It didn't last long. Following the last-minute deal announced July 1 between developer Merlone Geier and Milk Pail Market owner Steve Rasmussen to save the Milk Pail, Merlone Geier rescinded the offer two days later, putting the future of the popular European-style market in jeopardy.
The deal would have allocated 11 additional parking spaces at the San Antonio shopping center to the Milk Pail, enough to meet city requirements for the Milk Pail market to stay in business past 2016, when its current parking agreement expires.
The deal was revoked following the decision at the July 1 City Council meeting, where the council voted 6-0 in favor of delaying the second phase of Merlone Geier's Village at San Antonio Center development, with John Inks recused. In a revocation notice to Rasmussen by Michael Grehl of Merlone Geier, it said one of the conditions of the agreement was that phase two be approved on July 1.
In an email to the City Council, Rasmussen said there was a "false illusion" in the community that the Milk Pail has an amended parking license that would allow it to stay in business beyond 2016.

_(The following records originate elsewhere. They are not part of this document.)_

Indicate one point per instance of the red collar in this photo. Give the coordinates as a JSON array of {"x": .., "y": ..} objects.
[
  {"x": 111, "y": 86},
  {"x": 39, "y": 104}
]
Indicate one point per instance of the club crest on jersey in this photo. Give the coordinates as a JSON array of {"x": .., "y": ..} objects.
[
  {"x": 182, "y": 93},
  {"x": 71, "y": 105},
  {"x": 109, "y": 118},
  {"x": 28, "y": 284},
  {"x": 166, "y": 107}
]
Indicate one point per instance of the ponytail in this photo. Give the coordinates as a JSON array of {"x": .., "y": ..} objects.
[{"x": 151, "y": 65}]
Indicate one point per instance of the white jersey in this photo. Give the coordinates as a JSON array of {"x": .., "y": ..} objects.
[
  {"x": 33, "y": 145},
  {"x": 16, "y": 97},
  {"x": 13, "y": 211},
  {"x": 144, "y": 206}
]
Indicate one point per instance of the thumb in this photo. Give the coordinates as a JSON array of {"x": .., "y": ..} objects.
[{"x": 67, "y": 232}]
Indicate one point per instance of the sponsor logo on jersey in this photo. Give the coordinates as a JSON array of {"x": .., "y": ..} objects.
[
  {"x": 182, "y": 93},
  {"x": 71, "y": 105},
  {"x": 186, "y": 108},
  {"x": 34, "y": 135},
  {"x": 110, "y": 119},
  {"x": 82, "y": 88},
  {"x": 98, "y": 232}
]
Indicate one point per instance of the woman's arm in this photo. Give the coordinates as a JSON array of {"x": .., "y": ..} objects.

Rasmussen said the confusion may be because everything was decided so quickly leading up to the July 1 meeting.
"It was all last-minute stuff," Rasmussen said. "A lot of stuff happened in the meeting."
While the July 1 deal is now history, Rasmussen said he and Merlone Geier made pretty good progress, and there's a possibility of a long-term solution. He said he expects there will be a follow-up with the developer for a deal in the near future.
Lenny Siegel of the Campaign for a Balanced Mountain View called the deal with the Milk Pail was political posturing by Merlone Geier to try and get phase two development of the San Antonio shopping center passed by the City Council that night. He said Merlone Geier thought attaching the Milk Pail deal would garner enough council member votes to pass.
"To me, this letter was a political faux pas," Siegal said.
Phase two of the controversial development project includes two office buildings that would add as many as 2,500 office workers to the city. The plan also includes 167-room hotel, a large public square, 109,000 square feet of retail space, a 50,000-square-foot movie theater and a six-level parking garage with just over 1,300 parking spaces, and an office garage with 1,174 spaces.
Siegel said when the City Council does finally approve phase two, the pressure will be on Merlone Geier to make a deal work with the Milk Pail.